The first few minutes of this film are an over-sentimental introduction to the characters through the eyes of their partners. It is a sweet, positive, and loving view, highlighting the romanticism in the relationship despite the fact that circumstances are requiring a change.
The rest of Marriage Story systematically tears this down, as the process of divorce digs up buried resentments and cracks the storybook facade revealing bitter truth. It’s a harrowing and emotional process, driven by what seems at times to be an insane legal system. However, with actors such as Johansson and Driver at the helm, it is also raw and compelling viewing.
Nicole (Scarlett Johansson) and Charlie (Adam Driver) are in a rough patch. Despite relationship counselling, differing career desires are forcing their marriage apart. As Nicole moves to Los Angeles to pursue a TV opportunity while Charlie stays in New York to manage a theatre company, they struggle with the notion of child custody, and their feelings towards each other.
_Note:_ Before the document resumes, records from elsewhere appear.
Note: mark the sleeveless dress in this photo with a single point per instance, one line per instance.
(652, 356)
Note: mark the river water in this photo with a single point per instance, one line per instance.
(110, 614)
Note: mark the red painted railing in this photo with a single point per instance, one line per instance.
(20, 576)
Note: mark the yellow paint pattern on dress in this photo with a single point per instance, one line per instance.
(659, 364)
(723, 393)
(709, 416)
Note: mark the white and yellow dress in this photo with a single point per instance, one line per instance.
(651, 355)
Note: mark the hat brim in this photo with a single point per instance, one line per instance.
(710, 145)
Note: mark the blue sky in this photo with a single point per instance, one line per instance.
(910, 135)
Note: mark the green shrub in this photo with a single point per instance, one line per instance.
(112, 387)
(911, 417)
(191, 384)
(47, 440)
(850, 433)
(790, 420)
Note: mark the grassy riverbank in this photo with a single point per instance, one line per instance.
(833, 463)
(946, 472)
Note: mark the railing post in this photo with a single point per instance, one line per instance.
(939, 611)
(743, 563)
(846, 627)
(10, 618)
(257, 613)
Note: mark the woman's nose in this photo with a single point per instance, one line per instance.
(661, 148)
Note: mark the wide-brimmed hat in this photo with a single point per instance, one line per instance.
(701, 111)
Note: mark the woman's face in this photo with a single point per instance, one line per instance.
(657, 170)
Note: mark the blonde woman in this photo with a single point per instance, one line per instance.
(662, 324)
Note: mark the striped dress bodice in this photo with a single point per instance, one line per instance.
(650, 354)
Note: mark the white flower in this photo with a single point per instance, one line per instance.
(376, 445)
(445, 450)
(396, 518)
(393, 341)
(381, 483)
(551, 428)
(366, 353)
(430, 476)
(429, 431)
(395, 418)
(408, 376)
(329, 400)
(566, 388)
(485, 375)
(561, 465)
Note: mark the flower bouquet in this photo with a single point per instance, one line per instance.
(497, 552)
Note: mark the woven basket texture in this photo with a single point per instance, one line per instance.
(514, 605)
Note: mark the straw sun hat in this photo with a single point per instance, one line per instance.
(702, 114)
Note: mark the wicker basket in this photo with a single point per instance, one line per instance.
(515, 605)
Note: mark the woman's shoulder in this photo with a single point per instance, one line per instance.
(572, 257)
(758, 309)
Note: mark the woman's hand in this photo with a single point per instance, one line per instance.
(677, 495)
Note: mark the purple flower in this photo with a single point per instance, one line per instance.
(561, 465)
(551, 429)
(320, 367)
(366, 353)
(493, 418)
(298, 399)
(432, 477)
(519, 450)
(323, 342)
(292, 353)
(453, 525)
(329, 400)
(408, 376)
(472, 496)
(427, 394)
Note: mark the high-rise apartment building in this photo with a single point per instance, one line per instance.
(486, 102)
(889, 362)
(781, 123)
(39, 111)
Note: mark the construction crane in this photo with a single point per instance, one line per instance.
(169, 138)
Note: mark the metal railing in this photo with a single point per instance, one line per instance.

This really is an actor’s piece. Extended scenes of dialogue punctuate it, at times directly to camera, yet it never feels overly staged. That really is testament both to director Noah Baumbach’s (Frances Ha, The Squid and the Whale) craft, both as a writer and director, and the talent that he draws to his projects. He brings enough cinematic flare for it to perfectly balance between the two mediums.
Which makes sense, as Marriage Story is threaded through with both traditions. Be it the careers of both the main characters or the references scattered throughout to cinematic and theatrical works of relationships on the rocks. From Bergman’s Scenes From A Marriage to Sondheim’s Company (with a rendition of Being Alive, belted out with consummate skill by Driver), this serves to subtly inform and prime the audience to the disintegration of the relationship, and allow it to be a little theatrical. Hence it doesn’t seem out of place when we do get these articulate and lengthy monologues.
That allows Johansson and Driver space to shine. Both capture the raw emotion of the piece, as it goes through the stages of divorce, running the gamut from despair to rage to acceptance. At times this is uncomfortable viewing as they draw audiences into the turmoil on screen, but there are also lighter comedic moments, adding a varying degree of light and shade to the proceedings. Add to this Laura Dern, Alan Alda and Ray Liotta as a parade of divorce lawyers, offering advice ranging from the coldly adversarial to the fatalistically benign, and Marriage Story is an exceptional vehicle for talented performances.
A show stopper for actors, and an emotional ringer for audiences, Marriage Story gives you a front row seat into the breakdown of love.